Although CE marked antibody tests were available, some cautioned against their use, citing studies suggesting that the majority of patients develop antibody responses only in the second week after onset of symptoms, meaning a diagnosis of COVID-19 infection would be rather after the event, when opportunities for clinical intervention, or to limit transmission of the infection, had expired.

The World Health Organization advised in April 2020 of potentially negative impacts on public health if people who received a positive result assumed they were immune and dropped social distancing behaviors, increasing the risk of continued transmission. According to WHO’s scientific position paper, the use of rapid antibody tests in the response to COVID-19 had not then been established; there was conflicting evidence on the use and efficacy of the tests; and the public health consequences potentially outweighed any benefit an individual might get from this type of test.

Defining the state of the art

As the starting point for drawing up the new guidelines, MDCG looked to the EU directive on in vitro diagnostics, which says manufacturers must justify why a device is suitable for the intended purpose claimed on the label “in light of the state of the art.”

MDCG reviewed the instructions for use of 102 COVID-19 rapid antibody tests that had been placed on the market in the EU before September 2020, to assess the state of the art from the perspective of commercially available products.

As MDCG acknowledged, this “does not necessarily imply the most technologically advanced solution[s], but “what is achievable by a majority of devices” and which de facto sets the standard for new products.

Certainly, technology for rapid detection of anti SARS-CoV-2 antibodies has moved on in the year since the European Commission’s unfavorable review, and can be expected to further improve. For example, the first tests are beginning to come to market which can show if people have developed antibodies specifically in response to being vaccinated against COVID-19. These are designed to detect IgG antibodies to the SARS-CoV-2 full trimeric spike protein, as opposed to detecting IgM and IgG antibodies to its nucleocapsid protein.

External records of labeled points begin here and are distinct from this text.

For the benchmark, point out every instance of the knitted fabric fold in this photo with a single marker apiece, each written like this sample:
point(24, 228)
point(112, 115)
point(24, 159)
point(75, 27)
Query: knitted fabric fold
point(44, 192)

In light of this progress, MDCG says its guidance, “may be seen as the minimum expected for devices being placed on the market at the time of publication.” Manufacturers are expected to continuously track technical advances, update performance data and adjust the intended purpose. If this is not possible, it is necessary to reassess if a device remains in conformity, MCDG says.

Defining the state of the art in qualitative or semi-quantitative COVID-19 rapid antibody tests is one thing, defining the intended use is another. The strength of antibody response depends on factors including age, severity of disease, the length of time between infection, use of certain immune-modulating drugs, or having chronic infections, like HIV, that suppress the immune system.

The guidelines say manufacturers should provide “complete and precise” information on aspects including the target population; the window between infection and antibody detection; how results should be interpreted; the target viral antigens and the types of antibody that are detected; if the test is designed to track antibody response during recovery, to detect previous infection, or to assess response to vaccination.

And it must be made clear that rapid antibody tests should not be used for first line diagnosis.

The instructions for use must set out the performance of the device in relation to all the intended use parameters, the guidance says.